Rejoignant la position adoptée par la juridiction de second degré, la Cour de cassation a, dans le sillage des motifs développés par la cour d’appel, rejeté l’engagement de la responsabilité de la société ayant subi l’arrêt de sa production en affirmant que, dans la mesure où, d’une part, il relève de la convention d’assistance mutuelle, qui procédait d’une démarche de collaboration, qu’en cas de difficultés technique, une entraide devait être mise en place conduisant à la répartition des cannes à brasser et, d’autre part, les parties contractantes s’étaient entendues sur la mise en œuvre de cette convention à la suite de l’arrêt complet de l’usine, l’assureur ne pouvait invoquer la faute contractuelle du cocontractant de son assuré pour engager sa responsabilité contractuelle.

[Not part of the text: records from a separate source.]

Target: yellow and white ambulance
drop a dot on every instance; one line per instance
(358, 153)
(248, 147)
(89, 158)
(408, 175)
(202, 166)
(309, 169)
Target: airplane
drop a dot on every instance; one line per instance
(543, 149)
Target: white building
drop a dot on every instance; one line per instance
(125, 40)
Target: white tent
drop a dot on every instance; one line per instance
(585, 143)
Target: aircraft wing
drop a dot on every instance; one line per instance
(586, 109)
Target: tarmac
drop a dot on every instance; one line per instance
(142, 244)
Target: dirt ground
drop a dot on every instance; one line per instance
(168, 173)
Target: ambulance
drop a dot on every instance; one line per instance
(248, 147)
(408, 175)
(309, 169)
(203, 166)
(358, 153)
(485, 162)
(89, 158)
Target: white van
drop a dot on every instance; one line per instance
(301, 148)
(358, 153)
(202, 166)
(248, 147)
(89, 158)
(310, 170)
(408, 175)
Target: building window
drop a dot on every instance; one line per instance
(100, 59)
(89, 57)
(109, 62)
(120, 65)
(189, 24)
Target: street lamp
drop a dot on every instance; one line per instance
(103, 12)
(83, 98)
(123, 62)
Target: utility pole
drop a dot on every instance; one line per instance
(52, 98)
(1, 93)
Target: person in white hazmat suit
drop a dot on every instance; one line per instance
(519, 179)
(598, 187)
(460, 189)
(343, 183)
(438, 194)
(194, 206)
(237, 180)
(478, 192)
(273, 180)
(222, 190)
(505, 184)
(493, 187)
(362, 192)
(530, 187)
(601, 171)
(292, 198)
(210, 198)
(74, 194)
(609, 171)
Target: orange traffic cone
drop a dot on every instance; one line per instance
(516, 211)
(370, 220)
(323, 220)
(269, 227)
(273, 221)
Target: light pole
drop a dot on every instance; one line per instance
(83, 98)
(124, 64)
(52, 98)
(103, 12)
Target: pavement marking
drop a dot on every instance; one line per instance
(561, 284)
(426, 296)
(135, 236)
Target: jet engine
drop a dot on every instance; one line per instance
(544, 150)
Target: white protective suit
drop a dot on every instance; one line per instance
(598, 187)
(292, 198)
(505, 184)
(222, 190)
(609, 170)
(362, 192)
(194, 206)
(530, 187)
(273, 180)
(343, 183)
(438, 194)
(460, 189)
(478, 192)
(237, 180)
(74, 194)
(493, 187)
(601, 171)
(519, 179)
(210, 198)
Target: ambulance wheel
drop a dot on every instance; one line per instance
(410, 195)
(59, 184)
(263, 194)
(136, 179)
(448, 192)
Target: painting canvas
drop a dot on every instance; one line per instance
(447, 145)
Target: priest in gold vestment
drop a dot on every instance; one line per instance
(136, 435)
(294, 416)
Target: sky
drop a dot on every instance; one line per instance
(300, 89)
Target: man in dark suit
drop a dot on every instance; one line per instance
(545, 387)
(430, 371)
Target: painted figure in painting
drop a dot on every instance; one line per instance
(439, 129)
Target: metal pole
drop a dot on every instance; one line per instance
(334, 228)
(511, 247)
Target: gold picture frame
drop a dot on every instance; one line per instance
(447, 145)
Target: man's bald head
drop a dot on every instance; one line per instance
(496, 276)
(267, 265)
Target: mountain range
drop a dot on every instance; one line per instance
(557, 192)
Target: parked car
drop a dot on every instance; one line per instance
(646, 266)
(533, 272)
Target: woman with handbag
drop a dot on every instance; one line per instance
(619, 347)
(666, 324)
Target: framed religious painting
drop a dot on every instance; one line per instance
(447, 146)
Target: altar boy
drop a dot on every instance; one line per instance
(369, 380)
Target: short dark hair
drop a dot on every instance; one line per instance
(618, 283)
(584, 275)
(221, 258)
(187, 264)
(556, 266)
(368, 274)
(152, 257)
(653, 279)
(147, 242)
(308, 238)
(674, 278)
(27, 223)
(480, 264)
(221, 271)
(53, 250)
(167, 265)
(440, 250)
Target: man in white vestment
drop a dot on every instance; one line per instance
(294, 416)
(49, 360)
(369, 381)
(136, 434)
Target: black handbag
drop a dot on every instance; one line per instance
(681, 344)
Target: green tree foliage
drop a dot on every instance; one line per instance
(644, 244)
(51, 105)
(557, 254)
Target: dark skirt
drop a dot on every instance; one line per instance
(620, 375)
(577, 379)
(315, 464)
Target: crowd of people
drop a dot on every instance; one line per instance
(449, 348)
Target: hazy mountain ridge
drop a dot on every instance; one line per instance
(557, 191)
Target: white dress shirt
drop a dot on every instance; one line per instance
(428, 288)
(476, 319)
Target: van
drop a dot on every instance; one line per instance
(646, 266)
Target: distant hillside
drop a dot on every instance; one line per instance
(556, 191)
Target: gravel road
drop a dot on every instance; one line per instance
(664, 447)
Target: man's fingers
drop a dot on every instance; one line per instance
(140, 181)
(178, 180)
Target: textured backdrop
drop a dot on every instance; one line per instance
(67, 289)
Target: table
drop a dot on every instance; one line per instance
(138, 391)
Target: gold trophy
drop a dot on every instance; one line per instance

En revanche, ne confortant pas la position adoptée par les juges fond quant au refus d’engager la responsabilité délictuelle du fournisseur d’énergie, la Cour de cassation casse l’arrêt rendu par la cour d’appel.

Rappelant son interprétation initiale de l’article 1165 ancien du Code civil (N° Lexbase : L1267ABK, devenu l'article 1199 du Code civil N° Lexbase : L0922KZ8) (Ass. plén., 6 octobre 2006, n° 05-13.255 N° Lexbase : A5095DR7), l’Assemble plénière, pour mettre fin aux divergences jurisprudentielles relatives au fait générateur pouvant être utilement invoqué par un tiers poursuivant l’indemnisation du dommage qu’il impute à une inexécution contractuelle, affirme, à nouveau, que le manquement par un contractant à une obligation contractuelle étant de nature à constituer un fait illicite à l’égard d’un tiers au contrat lorsqu’il lui cause un dommage, le tiers au contrat qui établit un lien de causalité entre un manquement contractuel et le dommage qu’il subit n’est, dès lors, pas tenu de démontrer une faute délictuelle ou quasi délictuelle distincte de ce manquement pour en obtenir réparation sur le fondement de la responsabilité délictuelle.

Ainsi, en l’occurrence, l’assureur pouvait se prévaloir du seul manquement du fournisseur d’énergie dans l’exécution de ses obligations contractuelles dans apporter la preuve de la commission d’une faute délictuelle pour engager, à son égard, sa responsabilité délictuelle.